Second Thoughts on the Second Amendment: Tom Hartmann of Air America was discussing the etiology of the Second Amendment. He often, to support his opinion, delivers a historical rant about what the Founding Fathers thought in relation to current affairs some 300 years later. Sometimes, I think that his historical analyses as it involves contemporary events are ridiculous. He attempts to make a case for present day policies by historically reviewing the revolutionary war and post revolutionary war period. That can be futile. What "the founders had in mind," especially with respect to the Second Amendment, can often not, it seems to me, be determined and if it can be determined by various writings of our founders, to attempt to apply it to contemporary times is inane. The Second Amendment, of course states: "A well regulated militia, being necessary to the security of a free state, the right of the people to keep and bear arms, shall not be infringed."

What the Second Amendment meant to those who came out of the Enlightenment is different, I think, from what the Second Amendment means today. Our revolutionary fathers were about curtailing the power of the king. The king's standing army was a threat against people who had no guns. I think that is one general fair assessment of why they included the Second Amendment. They wanted the people to have the right to have guns to prevent a tyranny from oppressing any person in each state or that each state should have the right to defend itself from an invasion. The people in each individual state would be able to have guns just in case the government got out of hand or if another country invaded. The founders, I think, wanted the people on par with the government as well as each state to be able to defend itself individually and collectively.
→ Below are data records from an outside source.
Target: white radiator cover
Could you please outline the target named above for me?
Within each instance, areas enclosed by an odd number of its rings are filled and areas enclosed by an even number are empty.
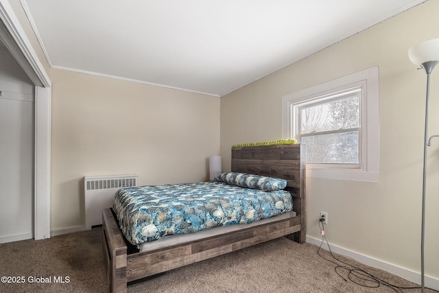
[[[137,185],[137,175],[84,177],[85,228],[102,224],[102,209],[111,207],[116,191]]]

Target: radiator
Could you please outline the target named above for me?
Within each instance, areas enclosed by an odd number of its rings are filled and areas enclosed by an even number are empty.
[[[119,189],[136,186],[137,183],[137,175],[84,177],[86,230],[102,224],[102,209],[111,207]]]

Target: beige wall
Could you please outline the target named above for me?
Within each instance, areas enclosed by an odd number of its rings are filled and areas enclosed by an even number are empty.
[[[84,176],[139,184],[209,180],[220,99],[52,69],[52,230],[84,224]]]
[[[283,95],[378,65],[379,180],[308,177],[307,235],[321,239],[324,211],[331,244],[419,272],[426,75],[407,50],[439,37],[438,12],[427,1],[222,97],[224,170],[232,144],[282,138]],[[430,133],[439,134],[439,67],[431,75]],[[439,139],[429,152],[425,272],[439,279]]]

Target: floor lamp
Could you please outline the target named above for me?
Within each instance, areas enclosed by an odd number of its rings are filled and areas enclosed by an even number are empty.
[[[409,49],[409,58],[416,65],[420,65],[427,73],[427,99],[425,102],[425,128],[424,135],[424,172],[423,176],[423,206],[420,235],[420,276],[423,293],[425,292],[425,274],[424,271],[424,239],[425,234],[425,183],[427,180],[427,147],[429,146],[433,135],[428,139],[428,103],[430,91],[430,73],[439,62],[439,38],[425,40]]]

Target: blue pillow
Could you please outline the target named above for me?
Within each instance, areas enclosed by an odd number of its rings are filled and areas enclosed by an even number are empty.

American culture and society today certainly has evolved. The ownership of guns now has nothing really to do with the possibility of overthrowing the government. If one bought a gun with the intent of attacking the government especially now with respect to the Patriot Act they would be doing something treasonous and illegal. No one could overthrow this government with a gun or if a country invades it now is the federal government's responsibility to defend the people.

Guns presently are used not for defense against the government or foreign invaders but defense against individual criminals, sport or for collectors. The question is in this culture, forgetting the etiology of the Second Amendment which is, I believe, meaningless, do we need ad infinitum access with little oversight over the sales of guns even machine guns? The founders NEVER imagined our culture as it has metamorphosed today. Is the Second Amendment as the founders have written it even applicable to our current historical and social milieu? THAT is the question, I believe, one should debate. The etiology of our Second Amendment as it existed in the revolutionary period is nearly irrelevant to the question of gun control as it exists in contemporary times.